A little over a year ago, I pointed out that as far as I could tell the Internet Archive’s Wayback Machine appeared to be somewhat moribund. At the time, I couldn’t find any major web site that had been updated more than a year-and-a-half prior.
Well, as my friend Tracy Seneca pointed out a while back, the Wayback Machine appears to have received an update to both data and interface. She called it a “spiffy” new interface, and I’d have to agree. It seems intuitive, informative, and useful. For example, take a look at the result for http://whitehouse.gov/ . Although there is clearly a lag in data of about six months, that is typical and shouldn’t be much of a problem for what is supposed to be an historical record rather than up-to-the minute.

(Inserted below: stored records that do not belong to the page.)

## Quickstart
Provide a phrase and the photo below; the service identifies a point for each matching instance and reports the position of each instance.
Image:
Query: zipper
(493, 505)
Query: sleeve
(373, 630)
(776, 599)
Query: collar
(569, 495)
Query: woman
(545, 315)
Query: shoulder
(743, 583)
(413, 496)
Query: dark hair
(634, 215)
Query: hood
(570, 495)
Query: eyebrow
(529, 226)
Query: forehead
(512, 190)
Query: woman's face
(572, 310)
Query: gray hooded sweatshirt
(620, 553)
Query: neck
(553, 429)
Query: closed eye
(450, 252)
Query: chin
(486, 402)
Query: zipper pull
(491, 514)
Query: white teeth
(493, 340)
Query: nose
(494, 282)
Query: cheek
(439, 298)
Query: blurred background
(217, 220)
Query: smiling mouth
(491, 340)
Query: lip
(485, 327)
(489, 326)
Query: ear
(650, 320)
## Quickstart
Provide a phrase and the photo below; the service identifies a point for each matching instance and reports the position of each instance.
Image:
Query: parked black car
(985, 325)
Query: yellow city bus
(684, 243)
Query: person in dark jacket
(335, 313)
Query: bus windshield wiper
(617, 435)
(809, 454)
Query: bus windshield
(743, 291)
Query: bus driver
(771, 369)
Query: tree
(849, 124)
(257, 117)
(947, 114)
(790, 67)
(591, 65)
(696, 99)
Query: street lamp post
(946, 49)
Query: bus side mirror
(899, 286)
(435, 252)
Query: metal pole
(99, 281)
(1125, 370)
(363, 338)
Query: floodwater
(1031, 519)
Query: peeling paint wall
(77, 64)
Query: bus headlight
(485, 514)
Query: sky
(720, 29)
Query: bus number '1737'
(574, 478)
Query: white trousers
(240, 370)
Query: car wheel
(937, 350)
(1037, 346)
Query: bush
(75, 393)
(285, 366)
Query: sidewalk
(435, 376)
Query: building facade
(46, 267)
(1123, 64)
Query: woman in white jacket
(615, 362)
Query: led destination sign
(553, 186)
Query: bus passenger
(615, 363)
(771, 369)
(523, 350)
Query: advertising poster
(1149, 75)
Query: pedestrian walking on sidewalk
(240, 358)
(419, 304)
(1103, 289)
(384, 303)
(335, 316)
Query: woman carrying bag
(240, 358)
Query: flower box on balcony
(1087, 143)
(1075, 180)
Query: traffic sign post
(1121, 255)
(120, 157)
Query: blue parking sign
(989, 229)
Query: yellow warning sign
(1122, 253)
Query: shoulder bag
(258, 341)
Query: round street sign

That’s the good news. The bad news is that web sites in the backwaters of the Interwebs may not be crawled as much or perhaps even at all. Take my own web site as an example. It hasn’t been crawled since June 2009, which by my reckoning is close to 2 years ago. Not that I blame them, mind you, as who is all that interested in the minutiae of my life? But that means that any claims to be “archiving the web” should be taken with a grain of salt. Maybe say “archiving the parts of the web that matter” or “ignoring what doesn’t matter so much”. You get the drift.
But in the end this is yet another mea culpa moment. I’m happy that I was wrong that the Internet Archive was not maintaining the Wayback Machine and I apologize for casting aspersions on their abilities to keep the service alive. It’s there, and being updated, even if spotty in places.